Now we quickly look at examples of non-parametric clustering models. One tree-based method is _hierarchical clustering_, aka _agglomerative clustering_. HM works by first starting with each point having its own cluster, and then steadily assembles them together to create super-clusters around them. It does this over and over until all points lie in one cluster. Thus, HM can generate clusters within clusters, which is sometimes useful. The HM process can be visualized with a _dendrogram_, which shows where it adds new clusters (read bottom-up).

We first plot the dendrogram using the `scipy` library, as `sklearn` doesn't have a built in function for this as far as I could find. We then define an HM model and show a plot of the model with 5 clusters below.

In [None]:
Z = linkage(X_pca,method='single')
plt.figure()
dn = dendrogram(Z,p=10,truncate_mode='lastp',show_contracted=True,show_leaf_counts=False)
plt.title('hierarchical tree')
plt.show()

model = AgglomerativeClustering(n_clusters=10)
model.fit(X_pca)
yhat = model.labels_  
plot_clusters(X_tsne,yhat,'hierarchical')

We finish up by showing the _DBSCAN_ clustering algorithm.
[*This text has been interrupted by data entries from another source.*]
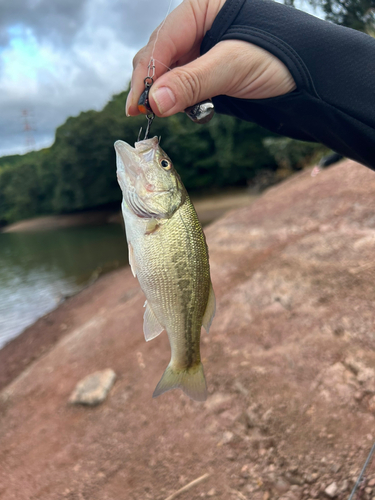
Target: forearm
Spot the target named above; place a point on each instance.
(334, 102)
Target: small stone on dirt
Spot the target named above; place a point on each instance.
(93, 389)
(331, 490)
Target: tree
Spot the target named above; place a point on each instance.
(356, 14)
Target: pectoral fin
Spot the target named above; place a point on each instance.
(210, 310)
(132, 259)
(152, 226)
(151, 326)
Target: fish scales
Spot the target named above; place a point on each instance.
(173, 268)
(169, 256)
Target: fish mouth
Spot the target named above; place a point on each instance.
(127, 159)
(130, 174)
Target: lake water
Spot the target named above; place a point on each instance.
(39, 269)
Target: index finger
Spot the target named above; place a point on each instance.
(178, 40)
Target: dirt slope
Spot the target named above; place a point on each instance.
(290, 364)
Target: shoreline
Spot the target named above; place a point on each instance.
(37, 339)
(208, 207)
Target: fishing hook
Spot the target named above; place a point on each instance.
(144, 104)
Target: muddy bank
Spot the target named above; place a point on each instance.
(208, 208)
(290, 365)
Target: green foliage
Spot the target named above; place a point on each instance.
(356, 14)
(294, 155)
(78, 171)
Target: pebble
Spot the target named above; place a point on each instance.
(331, 490)
(93, 389)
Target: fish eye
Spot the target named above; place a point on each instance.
(166, 164)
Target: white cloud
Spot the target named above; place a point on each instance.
(63, 57)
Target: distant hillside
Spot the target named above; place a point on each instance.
(78, 171)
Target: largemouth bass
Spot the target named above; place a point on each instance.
(169, 256)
DBSCAN works by looking for regions of high density (number of points in a given radius) and classifying them into clusters. One great thing about DBSCAN is you don't have to tell it how many clusters to find, it finds them itself. Partly because of this, DBSCAN is widely used in practice to generate robust clusters. It's great for anomaly detection as well (classify points in areas of low density as anomalies).

In [None]:
model = DBSCAN(eps=10,min_samples=50,n_jobs=-1)
model.fit(X_pca)
yhat = model.labels_
plot_clusters(X_tsne,yhat,'DBSCAN')